4th of July holiday weekend could be prime time for skimmers to hit your wallet
If you’re like many Americans, your July 4th plans will probably extend into the weekend. Many Americans will be traveling to see friends and family. If you’re continuing to celebrate, Better Business Bureau would like you to be extra cautious with your debit/credit cards to avoid a fraud technique known as “skimming.”
According to a FICO report, 20 states including Texas saw an increase in ATM skimming cases from 2010 to 2012. Texas had a 4.6 percent increase in cases over that three year period.
The report claimed that nearly half (46 percent) of all card skimming reported to the company in 2012 occurred at bank ATMs, while 36 percent took place at retail point-of-sale (POS) terminals.
Card skimming is not only a national problem, it’s a global one. According to the European ATM Security Team (EAST), reports of ATM-related fraud attacks in Europe more than quadrupled in a five-year span from 4,934 incidents in 2007 to 20,244 incidents in 2011.
Skimming devices can be installed on ATM machines and at gas pumps. Once consumers swipe their card through the fake reader, their account information is collected by the criminals. In addition, these thieves can even use hidden cameras to record the consumer inputting their personal identification number. A blank card can then be encoded to withdraw money from the victim’s account.
To avoid a skimming attack on your account, the FBI has the following tips:
- Inspect – Inspect the ATM, gas pump or credit card reader before using it. Be suspicious if you see anything loose, crooked or damaged. Also, check for any scratches or tape residue on the scanning device.
- Block – When entering your PIN, block the keypad with your other hand to prevent possible hidden cameras from recording your number.
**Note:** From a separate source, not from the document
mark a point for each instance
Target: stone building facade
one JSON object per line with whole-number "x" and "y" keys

- Use wisely – If possible, use an ATM at an inside location where criminals are less likely to have installed skimming devices.
- Plan carefully – Be careful of ATMs in tourist areas. They are a popular target for criminals.
- Contact – If you use a machine that takes your credit card and have trouble retrieving it after hitting “cancel,” immediately contact the financial institution that issued the card.
Additionally, BBB recommends consumers:
- Monitor your accounts. Monitor your bank statements regularly to make sure all transactions are correct. You can sign up for certain alerts on your account if you feel it is necessary.
- Notify bank when you’re out of town. If you are out of town, alert your banking institution and credit card company to your location.
- Create a unique PIN. Create a PIN that’s difficult to break. Consider changing your access code on a regular basis if you feel your account may be vulnerable to criminal activity.
- Report fraud immediately. Report any fraudulent activity to your bank as soon as you discover it. Consumer protection for your debit and credit cards vary, but depend largely on the timeline in which the incident occurred and when you report it.